Saturday, March 19, 2011

If war is not the answer, what is?


If war is not the answer, what is? As far as I can see, the various anti-war groups that gathered at Westlake Center this afternoon to commemorate the launching of the Iraq war on 03/19/2003 don't have any concrete alternatives to offer. Today's battle cry: no U.S. involvement in Libya. While it's difficult to claim than any U.S. action can be attributed to ideologically pure motivations, especially in the Middle East, not intervening against the Gaddafi regime could result in a major humanitarian disaster. “No matter how one feels about Libya today and the role of the Gaddafi government; regardless of how one evaluates the Libyan opposition, a U.S.-led war or intervention in Libya is a disaster for the Libyan people, and for people and progress around the world” according the International Action Center. On Thursday, Gaddafi threatened to level the rebel stronghold of Bengazi with many of its residents fleeing to the Egyptian border. The refugee situation alone is likely to claim thousands of innocent lives.

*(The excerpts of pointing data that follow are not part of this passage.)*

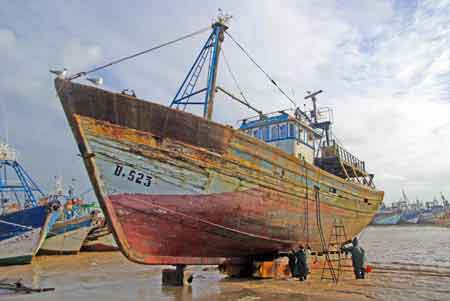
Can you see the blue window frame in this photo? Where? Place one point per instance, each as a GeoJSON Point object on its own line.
{"type": "Point", "coordinates": [265, 133]}
{"type": "Point", "coordinates": [292, 128]}
{"type": "Point", "coordinates": [283, 130]}
{"type": "Point", "coordinates": [257, 133]}
{"type": "Point", "coordinates": [274, 132]}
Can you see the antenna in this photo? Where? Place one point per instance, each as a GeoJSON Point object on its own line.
{"type": "Point", "coordinates": [222, 17]}
{"type": "Point", "coordinates": [5, 118]}
{"type": "Point", "coordinates": [314, 100]}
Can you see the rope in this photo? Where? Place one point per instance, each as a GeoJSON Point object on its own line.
{"type": "Point", "coordinates": [16, 225]}
{"type": "Point", "coordinates": [233, 77]}
{"type": "Point", "coordinates": [262, 70]}
{"type": "Point", "coordinates": [84, 73]}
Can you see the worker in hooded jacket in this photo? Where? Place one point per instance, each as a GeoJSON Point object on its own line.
{"type": "Point", "coordinates": [358, 258]}
{"type": "Point", "coordinates": [302, 263]}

U.S. isolationism seems to be the only policy these activists would support. While Gaddafi doesn’t have the resources to become another Hitler or Hirohito, he’s still powerful enough to ravage the Libyan people. If Libya turned into another Rwanda or Iraqi Turkistan, will these people still say that the international community should sit on its hands. It’s important to pick one’s battles. During the Bush administration, the U.S. undoubtedly rushed into a war in Iraq based on trumped-up intelligence and suspect intentions. Failing to come to the aid of the Libyan people would mark an equally damning lapse.

One the underlying problems of the current anti-war movement is their lack of rhetorical focus. At today’s rally, speakers connected U.S. foreign wars with union busting in Wisconsin and the impending nuclear disaster in Japan. The global financial crisis and bank reform was also invoked at one point. The arguments being that prolonged military spending is the cause for current state and federal budget deficits, which forces cuts to domestic spending, and that nuclear power was originally developed for military applications only to be turned over to cost-cutting corporations in the public sector. There’s a much more straightforward explanation for the anti-union bills currently being proposed – a resurgent republican party and it’s long-term animus towards unions. As for taking aim at the transfer of technological innovations from the public to the private sector, I’d say the public has done all right in that exchange – including a little thing called the internet. The anti-war cause would be better served by a more straightforward line of reasoning.